Elcimar da Luz, 38 anos, é filha de Oxum e está prestes a assumir o título de ialorixá (mãe-de-santo). Moradora do Alto José do Pinho, bairro vizinho ao Morro da Conceição, ela vai à festa da santa há mais de duas décadas. O costume foi herança da sua avó, também de candomblé e crente na Virgem Maria.
“Geralmente, quem vai aos pés da imagem da santa é católico apostólico romano. A gente do candomblé vai pelo respeito à santa. No dia 8 de dezembro, sempre vou à procissão e à missa. Quando olho para a estátua, não vejo Nossa Senhora da Conceição; vejo Iemanjá, a mãe das águas, mãe dos Oris (todas as pessoas)”, diz Elcimar.

A avó de Elcimar era devota de Nossa Senhora da Conceição. Também seguidora dos cultos afro-brasileiros, levou a neta ao terreiro. Hoje, casada, mãe de duas filha – uma de três e outra de 14 anos (esta consagrada à Rainha do Mar) – Elcimar é fiel às tradições. De calça jeans e blusa azul, ela leva ao Morro mimos à orixá, e no próximo dia 23 vai à praia do Pina colocar oferendas no mar. São rosas e um maço de velas. “Vou pedir paz, harmonia, saúde e sabedoria que é como a gente sabe lidar com qualquer situação nessa vida.”

Elcimar é uma das cerca de 800 mil pessoas que devem passar pelo Morro da Conceição durante estes dias de festa, que termina hoje com a procissão. Ela, entretanto, faz parte de uma parcela de adeptos ao candomblé que personificam o sincretismo religioso brasileiro. A professora Tereza Cristina Mariano, 53 anos, também enxerga a festa do Morro com um olhar diferente do catolicismo. Umbandista há mais de 20 anos e filha de Oxum, ela leva flores e velas para a imagem da Conceição.

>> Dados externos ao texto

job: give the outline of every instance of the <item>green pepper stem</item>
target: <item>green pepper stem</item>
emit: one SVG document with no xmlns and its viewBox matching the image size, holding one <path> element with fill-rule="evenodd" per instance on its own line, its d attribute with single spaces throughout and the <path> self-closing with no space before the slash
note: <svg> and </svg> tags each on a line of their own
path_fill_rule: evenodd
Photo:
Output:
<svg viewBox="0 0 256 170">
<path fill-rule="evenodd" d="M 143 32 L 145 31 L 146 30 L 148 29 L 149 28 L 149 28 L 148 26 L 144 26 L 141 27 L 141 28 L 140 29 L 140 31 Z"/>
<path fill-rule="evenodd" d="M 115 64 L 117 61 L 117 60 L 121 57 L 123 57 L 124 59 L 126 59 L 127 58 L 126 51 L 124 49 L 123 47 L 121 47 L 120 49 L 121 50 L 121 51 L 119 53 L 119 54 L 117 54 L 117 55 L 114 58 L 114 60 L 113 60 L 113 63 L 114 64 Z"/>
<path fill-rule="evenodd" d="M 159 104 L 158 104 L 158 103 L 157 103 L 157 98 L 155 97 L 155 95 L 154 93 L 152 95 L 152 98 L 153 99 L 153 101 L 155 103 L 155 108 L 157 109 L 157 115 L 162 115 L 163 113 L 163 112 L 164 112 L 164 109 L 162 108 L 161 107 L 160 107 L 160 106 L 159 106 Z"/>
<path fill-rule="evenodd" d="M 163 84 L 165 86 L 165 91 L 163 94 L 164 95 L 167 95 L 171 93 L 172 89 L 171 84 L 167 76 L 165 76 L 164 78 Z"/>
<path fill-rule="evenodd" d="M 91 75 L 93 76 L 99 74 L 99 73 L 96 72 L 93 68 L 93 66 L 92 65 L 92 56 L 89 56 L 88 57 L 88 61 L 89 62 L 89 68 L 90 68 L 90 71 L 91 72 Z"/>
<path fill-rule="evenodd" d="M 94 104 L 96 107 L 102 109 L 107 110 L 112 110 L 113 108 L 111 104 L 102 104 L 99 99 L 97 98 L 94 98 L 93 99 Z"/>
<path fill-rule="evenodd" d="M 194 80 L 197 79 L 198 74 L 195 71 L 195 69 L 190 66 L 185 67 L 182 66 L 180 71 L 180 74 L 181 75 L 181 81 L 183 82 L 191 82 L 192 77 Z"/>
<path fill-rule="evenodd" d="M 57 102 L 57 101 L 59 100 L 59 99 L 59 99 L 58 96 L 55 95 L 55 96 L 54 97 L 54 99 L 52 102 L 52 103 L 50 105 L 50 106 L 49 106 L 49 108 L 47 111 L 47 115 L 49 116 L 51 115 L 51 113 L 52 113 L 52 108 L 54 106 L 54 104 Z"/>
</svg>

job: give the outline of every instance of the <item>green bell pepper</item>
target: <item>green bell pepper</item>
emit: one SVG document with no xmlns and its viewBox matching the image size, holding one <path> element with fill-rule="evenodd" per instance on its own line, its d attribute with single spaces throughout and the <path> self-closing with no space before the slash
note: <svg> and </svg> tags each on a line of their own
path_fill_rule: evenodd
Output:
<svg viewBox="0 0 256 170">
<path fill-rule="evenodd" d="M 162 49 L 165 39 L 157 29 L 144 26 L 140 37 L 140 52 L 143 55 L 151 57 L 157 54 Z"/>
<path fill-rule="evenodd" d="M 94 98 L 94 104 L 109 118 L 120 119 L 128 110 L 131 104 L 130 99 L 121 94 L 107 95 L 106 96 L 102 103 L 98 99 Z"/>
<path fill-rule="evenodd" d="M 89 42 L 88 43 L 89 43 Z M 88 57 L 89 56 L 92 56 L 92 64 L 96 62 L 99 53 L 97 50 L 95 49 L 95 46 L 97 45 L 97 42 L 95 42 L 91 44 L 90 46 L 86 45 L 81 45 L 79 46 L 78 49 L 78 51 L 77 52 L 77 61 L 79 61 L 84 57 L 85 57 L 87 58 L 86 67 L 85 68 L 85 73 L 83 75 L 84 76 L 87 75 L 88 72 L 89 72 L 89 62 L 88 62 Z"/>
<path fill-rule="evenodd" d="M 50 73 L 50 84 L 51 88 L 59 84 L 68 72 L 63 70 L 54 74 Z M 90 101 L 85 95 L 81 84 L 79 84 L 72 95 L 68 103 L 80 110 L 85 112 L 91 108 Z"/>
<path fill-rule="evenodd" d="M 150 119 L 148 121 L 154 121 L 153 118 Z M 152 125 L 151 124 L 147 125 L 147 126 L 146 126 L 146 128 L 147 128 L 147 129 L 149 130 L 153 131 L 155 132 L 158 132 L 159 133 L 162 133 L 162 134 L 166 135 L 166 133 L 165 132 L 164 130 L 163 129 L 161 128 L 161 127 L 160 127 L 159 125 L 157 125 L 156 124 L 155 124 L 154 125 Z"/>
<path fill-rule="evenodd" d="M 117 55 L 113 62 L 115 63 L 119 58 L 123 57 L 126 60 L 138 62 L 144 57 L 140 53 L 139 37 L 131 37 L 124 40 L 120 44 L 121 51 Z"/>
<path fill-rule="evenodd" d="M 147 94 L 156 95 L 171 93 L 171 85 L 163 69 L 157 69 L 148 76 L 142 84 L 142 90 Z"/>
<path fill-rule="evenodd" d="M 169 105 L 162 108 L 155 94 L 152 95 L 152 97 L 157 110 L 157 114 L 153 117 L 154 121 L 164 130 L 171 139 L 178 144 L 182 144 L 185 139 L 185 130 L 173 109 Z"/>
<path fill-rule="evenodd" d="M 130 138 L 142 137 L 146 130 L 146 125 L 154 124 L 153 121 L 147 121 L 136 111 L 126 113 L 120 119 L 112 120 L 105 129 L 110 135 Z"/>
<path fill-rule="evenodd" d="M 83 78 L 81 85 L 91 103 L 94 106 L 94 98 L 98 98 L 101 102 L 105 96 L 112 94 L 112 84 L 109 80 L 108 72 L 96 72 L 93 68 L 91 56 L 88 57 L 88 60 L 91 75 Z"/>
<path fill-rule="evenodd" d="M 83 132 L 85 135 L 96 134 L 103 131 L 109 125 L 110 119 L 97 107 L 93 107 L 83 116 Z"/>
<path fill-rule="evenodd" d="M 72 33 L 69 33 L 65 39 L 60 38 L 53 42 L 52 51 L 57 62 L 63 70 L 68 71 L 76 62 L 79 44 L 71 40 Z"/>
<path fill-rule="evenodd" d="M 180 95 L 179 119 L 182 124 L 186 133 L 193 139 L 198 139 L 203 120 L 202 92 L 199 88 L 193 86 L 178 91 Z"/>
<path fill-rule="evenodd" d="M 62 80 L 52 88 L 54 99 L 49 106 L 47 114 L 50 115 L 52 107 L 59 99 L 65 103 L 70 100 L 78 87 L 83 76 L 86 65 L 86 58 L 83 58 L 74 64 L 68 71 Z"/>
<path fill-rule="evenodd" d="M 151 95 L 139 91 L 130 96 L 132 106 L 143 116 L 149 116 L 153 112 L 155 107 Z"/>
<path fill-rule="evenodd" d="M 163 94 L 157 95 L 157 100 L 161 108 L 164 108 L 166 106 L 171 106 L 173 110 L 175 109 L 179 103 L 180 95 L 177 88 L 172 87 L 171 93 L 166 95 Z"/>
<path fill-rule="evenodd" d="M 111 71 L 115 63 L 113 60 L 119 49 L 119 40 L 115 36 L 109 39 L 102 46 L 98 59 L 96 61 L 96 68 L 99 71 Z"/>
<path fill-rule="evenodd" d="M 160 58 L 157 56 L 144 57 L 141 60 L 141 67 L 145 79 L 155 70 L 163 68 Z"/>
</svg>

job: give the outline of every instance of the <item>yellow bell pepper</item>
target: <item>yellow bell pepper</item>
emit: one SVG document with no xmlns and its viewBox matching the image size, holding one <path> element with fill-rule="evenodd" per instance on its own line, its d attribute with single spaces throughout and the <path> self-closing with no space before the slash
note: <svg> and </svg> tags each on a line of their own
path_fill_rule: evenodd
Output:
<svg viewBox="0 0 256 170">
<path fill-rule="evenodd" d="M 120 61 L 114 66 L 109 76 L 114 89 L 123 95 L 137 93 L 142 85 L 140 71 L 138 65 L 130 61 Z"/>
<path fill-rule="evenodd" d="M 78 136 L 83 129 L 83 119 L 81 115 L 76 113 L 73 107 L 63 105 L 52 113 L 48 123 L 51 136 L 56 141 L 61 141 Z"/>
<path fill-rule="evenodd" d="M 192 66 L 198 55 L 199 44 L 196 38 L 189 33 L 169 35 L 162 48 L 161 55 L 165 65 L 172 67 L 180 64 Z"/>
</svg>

Sua ligação com a santa surgiu após a perda de um filho recém-nascido.

“Tive meu primeiro filho com quatro meses de gestação e descobri que ele era doente. Ele morreu e fiz uma promessa para que outros filhos que viessem nascessem com saúde. Hoje, tenho uma moça de 23 anos e um rapaz de 21, todos saudáveis. Todos os anos vou ao Morro pagar a promessa”, conta Tereza. Em sua casa, a imagem da mãe de Jesus encontra espaço junto à imagem de Iemanjá e de Oxum. A festa do Morro é para a professora um exemplo de confraternização de cultos. “Eu fico até emocionada ao ver as religiões se unindo.”

A pessoa de Nossa Senhora surge na história do cristianismo como símbolo da mãe de toda a humanidade. O espírito ecumênico que o dia de Nossa Senhora da Conceição evoca mostra o papel universal que a santa representa. O pároco do Morro, padre José Roberto França, embora afirme desconhecer a presença de seguidores do candomblé e umbanda na festa do bairro, garante que, assim como Maria, a Igreja respeita todos os credos. “A fé tem a sua dimensão pessoal. A igreja respeita isso. O sincretismo surgiu desde o tempo do Império, onde as pessoas eram proibidas de cultuar seus orixás e usavam a imagem dos santos católicos para que os seus senhores respeitassem. O importante é Maria
ser modelo de serviço a Cristo”, diz o padre.